# Everglades Backcountry Report 7/08/12



## COBRA (Dec 19, 2006)

Boy, it's HOT out there...and I'm not just talking about the weather either. Mikey, and I fished the FFT XI tournament that was  out of Flamingo yesterday. This has to be one of the most challenging tournaments we ever fish. In order to place yous have to catch and photograph all four "glam our" species in Flamingo...Tarpon, Snooker, Red fish and Trout, and they all have to be big too. We started off the mourning with a couple of really nice Snook, and plenty of shots at some huge Tarpon. But they really didn't want to play, so we moved on to the Red fish, who were happy to oblige us. After playing with them for awhile we set out for a 20+ mile run to a couple of spots that used to produce big time.

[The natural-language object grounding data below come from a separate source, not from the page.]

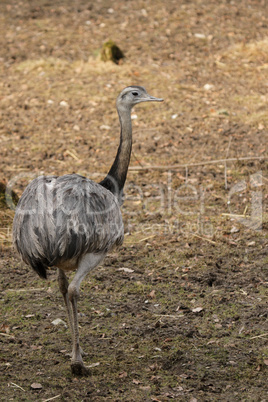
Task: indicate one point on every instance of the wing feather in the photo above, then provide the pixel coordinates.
(62, 218)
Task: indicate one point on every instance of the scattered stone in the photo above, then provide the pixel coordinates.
(105, 127)
(36, 385)
(64, 104)
(200, 36)
(128, 270)
(59, 321)
(208, 87)
(234, 230)
(197, 309)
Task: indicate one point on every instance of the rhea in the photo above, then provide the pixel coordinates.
(71, 222)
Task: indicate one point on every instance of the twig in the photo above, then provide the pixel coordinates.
(72, 154)
(176, 317)
(259, 336)
(25, 290)
(50, 399)
(204, 238)
(15, 385)
(133, 153)
(225, 165)
(146, 238)
(177, 166)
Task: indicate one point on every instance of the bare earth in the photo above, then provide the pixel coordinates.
(179, 312)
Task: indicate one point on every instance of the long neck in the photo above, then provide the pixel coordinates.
(115, 179)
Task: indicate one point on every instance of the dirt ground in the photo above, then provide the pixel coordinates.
(179, 312)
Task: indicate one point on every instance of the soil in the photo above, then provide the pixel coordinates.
(179, 312)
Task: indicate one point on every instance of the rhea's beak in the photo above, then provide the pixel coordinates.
(149, 98)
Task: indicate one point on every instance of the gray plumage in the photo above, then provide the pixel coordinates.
(60, 219)
(71, 222)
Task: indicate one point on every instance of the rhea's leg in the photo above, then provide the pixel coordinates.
(87, 263)
(63, 286)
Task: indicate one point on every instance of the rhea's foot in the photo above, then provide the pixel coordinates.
(79, 369)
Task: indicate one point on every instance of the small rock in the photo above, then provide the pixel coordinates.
(111, 52)
(64, 104)
(200, 36)
(128, 270)
(36, 385)
(59, 321)
(234, 230)
(251, 243)
(208, 87)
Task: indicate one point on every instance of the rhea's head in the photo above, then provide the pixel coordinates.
(131, 96)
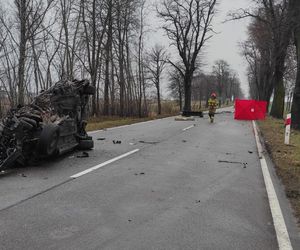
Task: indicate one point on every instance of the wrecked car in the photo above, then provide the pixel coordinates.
(53, 124)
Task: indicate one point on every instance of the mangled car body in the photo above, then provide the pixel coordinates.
(54, 123)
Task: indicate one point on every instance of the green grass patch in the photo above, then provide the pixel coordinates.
(285, 157)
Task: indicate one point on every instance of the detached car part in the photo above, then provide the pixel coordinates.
(53, 124)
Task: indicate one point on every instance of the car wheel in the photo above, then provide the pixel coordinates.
(89, 90)
(49, 139)
(86, 144)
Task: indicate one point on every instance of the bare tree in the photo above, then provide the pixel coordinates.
(296, 99)
(157, 61)
(276, 18)
(187, 24)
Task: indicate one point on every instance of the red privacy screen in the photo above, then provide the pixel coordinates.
(250, 110)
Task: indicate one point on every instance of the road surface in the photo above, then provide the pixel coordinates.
(168, 185)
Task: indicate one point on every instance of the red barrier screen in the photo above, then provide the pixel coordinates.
(250, 110)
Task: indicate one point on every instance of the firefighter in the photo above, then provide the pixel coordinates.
(212, 106)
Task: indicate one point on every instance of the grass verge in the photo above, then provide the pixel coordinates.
(285, 157)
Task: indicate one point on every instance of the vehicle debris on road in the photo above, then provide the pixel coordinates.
(53, 124)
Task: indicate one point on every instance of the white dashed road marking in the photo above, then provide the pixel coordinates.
(185, 129)
(103, 164)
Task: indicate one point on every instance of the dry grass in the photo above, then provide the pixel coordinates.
(286, 158)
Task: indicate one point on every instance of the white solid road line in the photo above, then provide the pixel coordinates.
(185, 129)
(103, 164)
(282, 234)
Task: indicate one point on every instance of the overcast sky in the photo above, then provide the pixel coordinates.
(223, 45)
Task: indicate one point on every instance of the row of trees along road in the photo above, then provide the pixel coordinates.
(42, 42)
(273, 53)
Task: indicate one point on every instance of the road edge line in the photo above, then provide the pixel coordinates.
(188, 128)
(283, 239)
(89, 170)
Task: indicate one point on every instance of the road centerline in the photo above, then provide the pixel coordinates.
(104, 164)
(188, 128)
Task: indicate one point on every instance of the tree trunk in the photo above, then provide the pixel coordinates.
(279, 94)
(22, 51)
(296, 98)
(158, 100)
(188, 92)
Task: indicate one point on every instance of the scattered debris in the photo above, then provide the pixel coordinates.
(116, 142)
(149, 142)
(53, 124)
(192, 113)
(245, 164)
(101, 139)
(139, 174)
(182, 118)
(83, 155)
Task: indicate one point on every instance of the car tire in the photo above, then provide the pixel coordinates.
(89, 90)
(49, 140)
(86, 144)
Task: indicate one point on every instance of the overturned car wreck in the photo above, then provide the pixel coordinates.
(53, 124)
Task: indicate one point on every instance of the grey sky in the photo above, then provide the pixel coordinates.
(223, 45)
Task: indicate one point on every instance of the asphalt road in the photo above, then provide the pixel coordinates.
(175, 191)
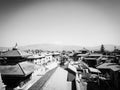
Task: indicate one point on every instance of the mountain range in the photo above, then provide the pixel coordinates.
(55, 47)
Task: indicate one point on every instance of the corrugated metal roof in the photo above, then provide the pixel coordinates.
(20, 69)
(112, 66)
(15, 53)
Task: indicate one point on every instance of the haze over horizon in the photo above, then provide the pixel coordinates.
(62, 22)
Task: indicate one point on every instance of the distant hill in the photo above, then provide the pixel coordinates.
(61, 47)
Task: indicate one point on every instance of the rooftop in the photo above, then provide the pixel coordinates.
(112, 66)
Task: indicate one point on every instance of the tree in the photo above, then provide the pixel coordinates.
(102, 49)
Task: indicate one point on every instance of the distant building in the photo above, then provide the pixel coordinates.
(93, 59)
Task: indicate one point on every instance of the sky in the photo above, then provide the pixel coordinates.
(64, 22)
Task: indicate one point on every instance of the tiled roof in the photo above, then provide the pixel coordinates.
(15, 53)
(20, 69)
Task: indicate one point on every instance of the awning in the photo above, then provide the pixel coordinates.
(94, 70)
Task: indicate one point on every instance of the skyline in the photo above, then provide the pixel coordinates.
(85, 23)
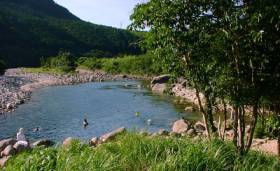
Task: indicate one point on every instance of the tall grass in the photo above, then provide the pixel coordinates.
(136, 152)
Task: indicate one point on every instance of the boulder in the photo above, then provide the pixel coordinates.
(189, 109)
(4, 160)
(9, 150)
(9, 106)
(94, 141)
(159, 88)
(191, 132)
(160, 79)
(199, 127)
(163, 132)
(67, 142)
(19, 147)
(180, 126)
(112, 134)
(6, 142)
(43, 142)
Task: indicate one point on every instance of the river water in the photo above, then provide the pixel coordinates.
(59, 111)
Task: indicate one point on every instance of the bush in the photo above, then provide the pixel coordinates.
(268, 127)
(136, 152)
(137, 65)
(63, 61)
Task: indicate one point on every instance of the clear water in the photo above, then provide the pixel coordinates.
(59, 111)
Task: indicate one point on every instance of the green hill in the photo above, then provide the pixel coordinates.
(32, 29)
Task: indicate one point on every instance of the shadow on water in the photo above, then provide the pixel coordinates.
(59, 111)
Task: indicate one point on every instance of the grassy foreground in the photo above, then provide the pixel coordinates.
(136, 152)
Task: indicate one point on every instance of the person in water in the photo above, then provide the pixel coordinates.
(21, 139)
(85, 123)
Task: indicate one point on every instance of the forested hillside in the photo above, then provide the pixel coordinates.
(32, 29)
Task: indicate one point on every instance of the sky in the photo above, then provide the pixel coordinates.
(105, 12)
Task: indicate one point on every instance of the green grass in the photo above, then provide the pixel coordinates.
(136, 152)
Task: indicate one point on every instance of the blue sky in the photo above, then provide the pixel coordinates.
(106, 12)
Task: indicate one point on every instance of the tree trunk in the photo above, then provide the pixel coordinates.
(210, 113)
(252, 128)
(203, 113)
(225, 118)
(278, 142)
(235, 127)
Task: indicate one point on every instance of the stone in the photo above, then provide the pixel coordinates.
(199, 127)
(9, 106)
(6, 142)
(189, 109)
(4, 160)
(159, 88)
(160, 79)
(112, 134)
(67, 142)
(19, 147)
(94, 141)
(163, 132)
(180, 126)
(43, 142)
(191, 132)
(9, 150)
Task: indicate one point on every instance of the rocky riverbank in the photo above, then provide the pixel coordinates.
(17, 85)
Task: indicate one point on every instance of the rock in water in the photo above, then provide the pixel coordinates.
(112, 134)
(4, 160)
(43, 142)
(163, 132)
(6, 142)
(67, 142)
(94, 141)
(160, 79)
(9, 150)
(180, 126)
(199, 127)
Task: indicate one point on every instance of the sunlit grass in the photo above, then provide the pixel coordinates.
(137, 152)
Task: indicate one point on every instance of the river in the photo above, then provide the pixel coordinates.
(59, 111)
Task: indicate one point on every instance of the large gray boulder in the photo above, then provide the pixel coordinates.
(3, 161)
(9, 150)
(160, 79)
(180, 126)
(159, 88)
(113, 134)
(67, 142)
(43, 143)
(19, 147)
(6, 142)
(199, 127)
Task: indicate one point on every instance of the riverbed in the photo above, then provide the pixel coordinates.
(58, 111)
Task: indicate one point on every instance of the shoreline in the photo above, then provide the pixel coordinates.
(16, 86)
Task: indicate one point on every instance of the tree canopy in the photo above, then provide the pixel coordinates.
(228, 50)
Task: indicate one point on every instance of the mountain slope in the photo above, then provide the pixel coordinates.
(32, 29)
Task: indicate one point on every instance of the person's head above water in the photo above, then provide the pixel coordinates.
(20, 130)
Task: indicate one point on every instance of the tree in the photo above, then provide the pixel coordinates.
(2, 67)
(217, 46)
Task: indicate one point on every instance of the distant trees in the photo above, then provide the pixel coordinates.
(227, 50)
(31, 29)
(64, 61)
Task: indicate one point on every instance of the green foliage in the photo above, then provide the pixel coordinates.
(138, 65)
(136, 152)
(228, 50)
(268, 126)
(63, 61)
(2, 67)
(31, 29)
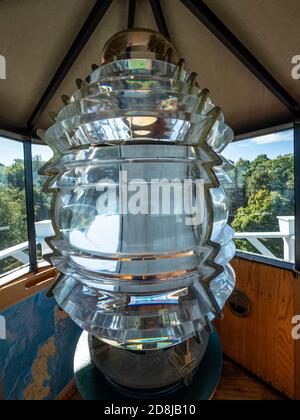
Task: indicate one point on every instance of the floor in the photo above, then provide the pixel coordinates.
(236, 384)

Mikey got beat up by a huge Goliath grouper and landed a very respectable Red, and then the storms rolled in and chased us back to the marina. All fish were caught on arti's and released to fight another day. Now is the time if yous want a chance at a Everglades slam. Not too many boats out there now, and the fish are chewing real good. Ya, just gotta come prepared for the swamp angles...their very hungry now. Anyways we took some pics of the day for yous to check out.


----------



## anytide (Jul 30, 2009)

nice....


----------



## margarcia305 (Jan 13, 2010)

he guys killed it!!!


----------



## Shadowcast (Feb 26, 2008)

That last snook is a nice one!


----------



## Johnster (Dec 14, 2011)

Nice fish, some great Snook, oh I sure do miss catching them.


----------